NOTAS PARA EL RETIRO
Noviembre 2019






Pedro, roca de la Iglesia


Al igual que el misterio de la salvación de los hombres es un camino de abajamiento, de humildad, por parte de Jesucristo, de la misma forma ha de ser en sus discípulos: para poder presentarse como apóstoles del Hijo de Dios, su camino ha de ser de la misma manera, en la misma dirección. En san Pedro vemos cómo el seguimiento del Señor consiste en un camino de humildad. De hecho, en la humildad está la prueba que permite valorar si uno está en condiciones de aceptar la misión que se le va a encomendar.

Pedro es un pescador que asume una tarea complicada. Jesús le convierte en el primero entre iguales (Mt 16). Y no sólo para mientras el Maestro está, sino también para cuando no esté. Eso supone que va a tener que ser muy fuerte, porque las dificultades van a surgir más pronto que tarde. ¿De dónde sacar esa fuerza? ¿Cómo podrá soportar la responsabilidad, la urgencia, cada circunstancia? He aquí que, en cuanto se enfrenta a la primera situación realmente comprometida, descubre que no es tan fácil; así le sucede en las negaciones (Mt 26,69-75). Según tiene que afrontar la situación, queda solo y cae.

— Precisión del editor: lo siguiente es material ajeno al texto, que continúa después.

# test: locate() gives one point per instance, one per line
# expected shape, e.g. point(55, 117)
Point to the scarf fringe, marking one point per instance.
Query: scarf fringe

¿No nos repetimos a nosotros mismos lo fuertes que tenemos que ser ante las responsabilidades? ¿Afronto las circunstancias como el que tiene que sostener o como el que tiene que ser sostenido? ¿Qué realidades de mi propia vida me invitan a cargar con todo y seguir adelante, consciente del gran esfuerzo que hago? ¿En cuáles Dios es una ayuda y en cuales me sostiene?

Así que Pedro va a tener que aceptar que es, a la vez, un creyente y un pecador. Un creyente porque el que lo lleva es el Señor, el que lo guía y conforta es Cristo, un pecador porque la relación con Cristo conlleva una experiencia necesaria de arrepentimiento y de perdón. Pedro tiene que aceptar que va a fallar a Jesús, pero que Jesús le perdona. Pedro tiene que asumir que es un pecador, pero un pecador creyente, que espera de Jesús lo que él mismo no puede darse, la santidad y la gracia. Cuando Pedro escucha el canto del gallo y cae en la cuenta de lo que ha hecho, de que ha puesto por encima su visión de las cosas, de que ha querido que las cosas sean a su manera, sin pasar por el misterio pascual, la traición del pecado le abre a un nuevo mundo, un mundo significado por la confusión. ¿Cómo puede ser? Yo, con lo que quiero a Dios… ¿Cómo he podido? El corazón experimenta la humillación, se encuentra deshecho, desolado. Quebrantado. “Hecho trizas” dice literalmente el salmo 50. Es la angustia de la tentación que se avecina o de la tentación en la que ya se ha caído.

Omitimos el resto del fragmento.